Already, both Democratic and Republican factions are gearing up to instrumentalize his death. Republicans will frame him as a martyr cut down by leftist extremism; Democrats will point to gun culture and demand reforms that will, for the umpteenth time, stall in Congress. President Donald Trump will use it to posture himself as the only leader strong enough to maintain order.
Meanwhile, the public is left with cynicism — and a social media feed that can treat political murder with the same levity as a TikTok dance trend. This desensitization affects young people the most: Kirk knew the potential of college campuses; he built his brand on campus tours, drawing both adoring crowds and furious protests. In March, he visited USC, where some students admired his ability to unabashedly spar in front of these ideologically splintered crowds.
That the newest leg of his tour began, and concluded, in violence underscores how universities continue to be symbolic battlegrounds — and how quickly those battlegrounds can spill into bloodshed.
The irony is impossible to ignore: Kirk spent his career insisting that more guns, not fewer, would secure American freedom. Now, his wife and two young children have to live with the fact that he became a casualty of the very culture he nurtured. They are left with grief, compounded by the knowledge that his death — in all its rawness — is immortalized online.
However, we don’t have to accept this. We can start by refusing to accept violence as content. Not every video should be shared, and not every tragedy needs to be lampooned. Even small acts of restraint repel the desensitization eating away at us.
But the harder work is cultural: As we ascend into adulthood, we must insist that violence, no matter who it targets, is not normal and never acceptable. We cannot let partisan loyalty blind us to the danger of letting political bloodshed fuse into the day-to-day. Otherwise, history is clear about what comes next: Societies that learn to shrug at political violence rarely stay democratic for long.

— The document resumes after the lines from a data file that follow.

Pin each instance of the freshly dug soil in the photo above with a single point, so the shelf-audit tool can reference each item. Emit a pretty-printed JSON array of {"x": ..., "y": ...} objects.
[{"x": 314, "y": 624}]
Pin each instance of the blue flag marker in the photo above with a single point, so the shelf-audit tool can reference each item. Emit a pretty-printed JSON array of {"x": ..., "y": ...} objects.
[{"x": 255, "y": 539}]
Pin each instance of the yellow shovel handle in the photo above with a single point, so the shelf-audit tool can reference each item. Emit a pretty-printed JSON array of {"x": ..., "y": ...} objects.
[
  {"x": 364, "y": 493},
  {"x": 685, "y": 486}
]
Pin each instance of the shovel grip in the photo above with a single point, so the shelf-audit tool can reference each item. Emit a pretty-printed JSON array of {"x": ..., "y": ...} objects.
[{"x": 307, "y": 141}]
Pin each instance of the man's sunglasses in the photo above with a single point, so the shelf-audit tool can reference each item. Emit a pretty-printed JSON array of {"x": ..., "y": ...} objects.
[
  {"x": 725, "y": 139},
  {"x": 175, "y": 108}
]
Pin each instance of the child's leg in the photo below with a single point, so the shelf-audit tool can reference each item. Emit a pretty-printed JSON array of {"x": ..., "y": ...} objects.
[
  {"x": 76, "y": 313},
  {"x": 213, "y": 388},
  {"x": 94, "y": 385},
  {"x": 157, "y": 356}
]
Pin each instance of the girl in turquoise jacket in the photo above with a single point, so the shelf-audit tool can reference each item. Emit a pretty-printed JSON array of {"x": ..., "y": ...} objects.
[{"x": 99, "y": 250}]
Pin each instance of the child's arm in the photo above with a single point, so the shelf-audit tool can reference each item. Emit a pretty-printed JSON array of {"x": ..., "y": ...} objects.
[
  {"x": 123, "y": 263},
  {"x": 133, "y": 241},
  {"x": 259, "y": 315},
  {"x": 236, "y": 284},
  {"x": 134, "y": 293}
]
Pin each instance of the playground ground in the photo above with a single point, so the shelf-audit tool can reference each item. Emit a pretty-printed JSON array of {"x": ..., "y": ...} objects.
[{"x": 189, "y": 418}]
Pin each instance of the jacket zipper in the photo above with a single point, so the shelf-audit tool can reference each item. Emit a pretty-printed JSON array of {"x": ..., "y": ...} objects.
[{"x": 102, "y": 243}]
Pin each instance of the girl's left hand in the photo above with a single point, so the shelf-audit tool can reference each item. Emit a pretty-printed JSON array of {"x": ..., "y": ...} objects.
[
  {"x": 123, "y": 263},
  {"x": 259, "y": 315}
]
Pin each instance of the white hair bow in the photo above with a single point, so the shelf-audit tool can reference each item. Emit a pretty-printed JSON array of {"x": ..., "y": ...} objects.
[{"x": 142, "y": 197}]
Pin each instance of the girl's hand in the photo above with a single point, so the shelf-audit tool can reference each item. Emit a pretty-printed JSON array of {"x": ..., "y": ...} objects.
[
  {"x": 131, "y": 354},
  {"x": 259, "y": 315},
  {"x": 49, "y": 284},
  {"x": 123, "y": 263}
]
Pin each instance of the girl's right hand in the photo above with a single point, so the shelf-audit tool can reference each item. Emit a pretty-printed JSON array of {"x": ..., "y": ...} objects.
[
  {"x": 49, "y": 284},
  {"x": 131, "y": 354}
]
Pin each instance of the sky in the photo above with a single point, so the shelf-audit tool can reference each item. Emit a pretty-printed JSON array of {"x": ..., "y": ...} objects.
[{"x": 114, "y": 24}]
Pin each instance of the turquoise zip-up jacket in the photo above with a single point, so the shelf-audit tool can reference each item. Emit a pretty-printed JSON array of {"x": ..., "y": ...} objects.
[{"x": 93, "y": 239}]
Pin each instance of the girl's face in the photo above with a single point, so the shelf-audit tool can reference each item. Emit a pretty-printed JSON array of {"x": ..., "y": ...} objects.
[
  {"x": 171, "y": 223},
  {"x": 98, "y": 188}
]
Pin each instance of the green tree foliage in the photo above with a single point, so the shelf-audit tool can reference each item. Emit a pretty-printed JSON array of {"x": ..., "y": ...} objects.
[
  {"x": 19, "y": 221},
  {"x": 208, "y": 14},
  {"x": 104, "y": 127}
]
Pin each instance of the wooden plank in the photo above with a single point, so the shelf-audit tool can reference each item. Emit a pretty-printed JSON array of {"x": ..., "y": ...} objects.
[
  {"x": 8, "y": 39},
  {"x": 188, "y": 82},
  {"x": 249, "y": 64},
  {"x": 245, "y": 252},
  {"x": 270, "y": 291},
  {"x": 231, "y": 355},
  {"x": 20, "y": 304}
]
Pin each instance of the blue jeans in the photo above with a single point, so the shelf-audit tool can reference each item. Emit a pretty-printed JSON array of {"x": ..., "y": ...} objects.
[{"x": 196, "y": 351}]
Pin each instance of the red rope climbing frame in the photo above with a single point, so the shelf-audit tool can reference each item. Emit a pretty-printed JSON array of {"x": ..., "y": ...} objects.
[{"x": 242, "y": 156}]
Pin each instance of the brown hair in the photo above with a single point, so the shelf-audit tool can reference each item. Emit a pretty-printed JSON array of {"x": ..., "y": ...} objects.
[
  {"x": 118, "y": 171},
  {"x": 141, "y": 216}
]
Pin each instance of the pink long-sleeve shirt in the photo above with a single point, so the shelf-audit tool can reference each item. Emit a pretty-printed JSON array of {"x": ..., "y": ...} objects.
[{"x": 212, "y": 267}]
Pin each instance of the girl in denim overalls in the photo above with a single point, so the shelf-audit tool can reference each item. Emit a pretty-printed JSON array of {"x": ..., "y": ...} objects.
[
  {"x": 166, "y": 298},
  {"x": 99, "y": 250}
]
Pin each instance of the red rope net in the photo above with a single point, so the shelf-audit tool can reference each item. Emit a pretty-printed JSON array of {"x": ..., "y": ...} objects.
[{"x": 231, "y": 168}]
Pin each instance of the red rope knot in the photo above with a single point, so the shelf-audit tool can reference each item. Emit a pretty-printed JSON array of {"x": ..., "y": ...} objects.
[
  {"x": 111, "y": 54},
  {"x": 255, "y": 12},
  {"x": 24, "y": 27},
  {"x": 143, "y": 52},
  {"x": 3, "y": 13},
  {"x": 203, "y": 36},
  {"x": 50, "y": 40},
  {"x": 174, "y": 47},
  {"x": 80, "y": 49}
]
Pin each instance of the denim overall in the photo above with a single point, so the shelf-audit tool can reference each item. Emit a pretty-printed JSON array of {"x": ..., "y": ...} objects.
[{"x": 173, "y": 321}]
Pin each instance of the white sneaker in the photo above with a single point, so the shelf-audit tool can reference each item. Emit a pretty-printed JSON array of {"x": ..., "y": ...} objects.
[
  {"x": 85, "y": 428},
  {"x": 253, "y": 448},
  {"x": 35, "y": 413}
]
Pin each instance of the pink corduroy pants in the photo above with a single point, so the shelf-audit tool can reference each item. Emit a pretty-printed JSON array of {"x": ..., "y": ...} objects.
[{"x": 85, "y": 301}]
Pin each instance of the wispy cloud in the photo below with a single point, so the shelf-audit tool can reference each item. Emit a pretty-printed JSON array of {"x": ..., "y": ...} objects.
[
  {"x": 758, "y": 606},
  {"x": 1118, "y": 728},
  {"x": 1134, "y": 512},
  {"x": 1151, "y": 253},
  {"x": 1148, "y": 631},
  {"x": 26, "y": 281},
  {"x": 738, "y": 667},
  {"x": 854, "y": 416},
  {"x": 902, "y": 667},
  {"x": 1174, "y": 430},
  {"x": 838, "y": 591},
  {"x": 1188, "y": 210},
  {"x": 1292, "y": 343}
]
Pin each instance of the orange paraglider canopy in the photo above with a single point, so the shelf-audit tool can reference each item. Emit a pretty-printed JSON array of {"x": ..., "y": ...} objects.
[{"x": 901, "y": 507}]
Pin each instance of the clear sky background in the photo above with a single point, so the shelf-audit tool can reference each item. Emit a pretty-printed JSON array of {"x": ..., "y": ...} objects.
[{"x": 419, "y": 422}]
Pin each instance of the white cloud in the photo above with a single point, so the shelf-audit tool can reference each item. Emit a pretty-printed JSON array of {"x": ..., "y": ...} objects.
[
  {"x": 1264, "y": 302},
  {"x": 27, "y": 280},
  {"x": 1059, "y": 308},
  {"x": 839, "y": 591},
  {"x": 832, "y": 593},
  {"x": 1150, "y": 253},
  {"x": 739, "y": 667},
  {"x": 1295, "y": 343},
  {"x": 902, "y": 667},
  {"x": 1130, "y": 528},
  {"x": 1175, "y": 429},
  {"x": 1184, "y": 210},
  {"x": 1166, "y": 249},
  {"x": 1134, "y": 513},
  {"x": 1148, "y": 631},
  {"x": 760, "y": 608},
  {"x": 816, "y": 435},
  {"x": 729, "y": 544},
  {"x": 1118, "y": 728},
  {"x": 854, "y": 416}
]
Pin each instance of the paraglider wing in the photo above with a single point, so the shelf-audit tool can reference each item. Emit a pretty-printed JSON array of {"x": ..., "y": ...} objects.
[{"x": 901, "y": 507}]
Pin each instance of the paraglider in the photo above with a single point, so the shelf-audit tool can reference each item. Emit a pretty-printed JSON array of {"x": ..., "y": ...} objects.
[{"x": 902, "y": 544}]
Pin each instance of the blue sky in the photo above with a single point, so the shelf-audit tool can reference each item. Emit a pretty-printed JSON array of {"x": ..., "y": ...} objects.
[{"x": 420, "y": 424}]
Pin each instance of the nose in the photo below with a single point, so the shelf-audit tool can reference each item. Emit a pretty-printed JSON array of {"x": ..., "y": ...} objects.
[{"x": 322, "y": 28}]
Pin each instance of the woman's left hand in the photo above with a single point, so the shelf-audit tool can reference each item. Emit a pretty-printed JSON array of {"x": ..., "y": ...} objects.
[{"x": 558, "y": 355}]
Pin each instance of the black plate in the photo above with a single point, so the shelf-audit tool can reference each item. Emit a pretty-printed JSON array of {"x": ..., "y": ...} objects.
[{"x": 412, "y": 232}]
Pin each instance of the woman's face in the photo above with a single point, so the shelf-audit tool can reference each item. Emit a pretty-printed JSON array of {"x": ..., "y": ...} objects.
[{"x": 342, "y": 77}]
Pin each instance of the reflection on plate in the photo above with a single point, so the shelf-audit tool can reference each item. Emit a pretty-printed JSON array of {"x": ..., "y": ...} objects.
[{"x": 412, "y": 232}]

Charlie Kirk’s assassination was a tragedy: for his family, who lost a husband, a father and a son; for his supporters, who believed in his potential to be a leader; and for the country, which just took another step down a dark road.
Political violence is not just one man’s fate; it is a test of whether we are strong enough to stand on our nation’s founding principles — the belief, voiced by Founding Father James Madison in “Federalist Paper No. 10,” that factional conflict must be resolved through deliberation and words, not weapons.
So far, judging by our timelines, we are failing.